Da diverse Threads gezeigt haben, dass doch etliche Leute immer wieder Fragen zu Ölen haben, wollte ich hier mal ein paar Zeilen zu diesem Thema schreiben:
1. Aufbau des Öls
Grundsätzlich besteht ein Motoröl aus einem Grundöl und zugemengten Additiven, die die Eigenschaften des Öls abändern, damit z.B. Anforderungen von Getriebe- und Motorenherstellern erfüllt werden.
Das Grundöl kann entweder ein herkömmliches Raffinat aus Erdöl sein (-->mineralisches Öl) oder ein synthetisches Öl, hergestellt z.B. durch das HC-Synthese-Verfahren.
Zum HC-Synthese-Verfahren: HC bedeutet Hydrocrack und gibt an auf welche Weise das Öl hergestellt wurde. Diese HC-Öle werden aus Rohöl durch thermische oder katalytische Spaltung hergestellt. Sie sind thermisch stabiler und weisen eine günstigere Viskosität auf als andere Ausgangsprodukte, weshalb sie bei Motorenölen inzwischen weit verbreitet sind.
Zum Grundöl werden dann noch Additive hinzugegeben, um die Eigenschaften des Öls zu verbessern bzw. zu beeinflussen. Grob geordnet gibt es drei Gruppen von Additiven:
a) ölverbessernde Additive
b) oberflächenwirksame Additive
c) ölschützende Additive
zu a) sie verändern die Eigenschaften des Öls bezüglich Viskosität, dessen pourpoint und dessen Verhalten gegenüber z.B. Dichtungen auf Elastomer-Basis
1) viskositätsverbessernde Additive machen ein niedrigviskoses Öl auch für höhere Temperaturen "fit", so dass es nicht nur für den Kaltstart, sondern auch für den normalen Betrieb geeignet ist. Ein Beispiel für die Anwendung solcher Additive wäre ein 0W-40 Öl, die "40" wird nur durch die hohe Beimengung von solch einem Additiv erreicht. Ansonsten wäre es ein einfaches Einbereichsöl der Kategorie 0W.

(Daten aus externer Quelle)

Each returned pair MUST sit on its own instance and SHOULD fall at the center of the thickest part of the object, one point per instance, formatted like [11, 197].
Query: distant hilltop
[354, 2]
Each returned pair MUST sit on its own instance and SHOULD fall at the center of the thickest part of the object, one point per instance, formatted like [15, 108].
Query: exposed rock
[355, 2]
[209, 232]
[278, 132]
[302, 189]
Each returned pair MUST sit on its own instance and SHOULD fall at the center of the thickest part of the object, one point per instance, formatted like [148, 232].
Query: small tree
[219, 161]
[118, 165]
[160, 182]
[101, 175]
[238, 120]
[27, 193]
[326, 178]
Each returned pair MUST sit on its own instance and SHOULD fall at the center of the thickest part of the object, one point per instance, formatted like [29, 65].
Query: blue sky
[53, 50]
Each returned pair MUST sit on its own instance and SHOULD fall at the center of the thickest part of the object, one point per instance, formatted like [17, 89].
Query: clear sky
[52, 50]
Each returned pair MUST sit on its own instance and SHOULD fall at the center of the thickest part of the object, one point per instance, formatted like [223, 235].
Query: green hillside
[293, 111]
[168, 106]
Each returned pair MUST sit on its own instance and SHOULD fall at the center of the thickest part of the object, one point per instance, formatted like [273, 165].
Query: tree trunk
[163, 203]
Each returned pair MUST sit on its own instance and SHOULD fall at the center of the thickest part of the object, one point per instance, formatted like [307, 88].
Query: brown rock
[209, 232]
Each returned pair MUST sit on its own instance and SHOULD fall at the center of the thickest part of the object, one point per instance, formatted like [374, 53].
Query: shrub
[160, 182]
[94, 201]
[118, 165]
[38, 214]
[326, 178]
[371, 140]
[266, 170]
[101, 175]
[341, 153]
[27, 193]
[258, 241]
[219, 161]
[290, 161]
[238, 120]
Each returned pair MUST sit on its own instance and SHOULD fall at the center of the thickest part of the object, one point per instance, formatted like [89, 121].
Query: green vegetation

2) pourpointverbessernde Additive: Bei niedrigen Temperaturen fallen normalerweise Paraffinkristalle aus dem Öl aus, die verklumpen und so einen Kaltstart unmöglich machen. Hier wirken die Additive gegen, so dass man auch im tiefsten Winter noch problemlos starten kann. Einige wissen sicherlich, dass auch Diesel zu dieser Klümpchenbildung neigt, weshalb man entweder Winterdiesel (der besagte Additive enthält) oder sogar Kerosin in kalten Gegenden tankt.
3) reibwertsverändernde Additive. Diese Additive werden hauptsächlich bei Getriebeölen eingesetzt um die für Synchroringe und Differentialsperren nötigen Reibwerte exakt einzustellen.
zu b) sie sorgen für besseren Korrosionsschutz + Verschleißschutz. Zusätzlich gehören in diese Kategorie noch Dispergentien und Detergentien
1) sog. Elastomeraufqueller: Einige Dichtungen im Motor sind auf Elastomer-Basis hergestellt. Leider lassen bestimmte Kohlenwasserstoffe (PAO = Poly-Alpha-Olefine) diese Elastomere schrumpfen. Folge: Der Motor wird undicht. Aus diesem Grund mengt man dann Elastomeraufqueller bei, die wieder dafür sorgen, dass die Dichtungen aufquellen und so der Motor dicht bleibt.
2) Detergentien: Sie besitzen eine gewisse Reinigungswirkung und sollen kohleartige Ablagerungen verhindern, bzw. sie wieder lösen, wenn sie denn schon entstanden sind. Zusätzlich können sie geringe Mengen an Schwefelsäure neutralisieren, was besonders für Offroader interessant ist, die mit minderwertigen Treibstoff konfrontiert werden.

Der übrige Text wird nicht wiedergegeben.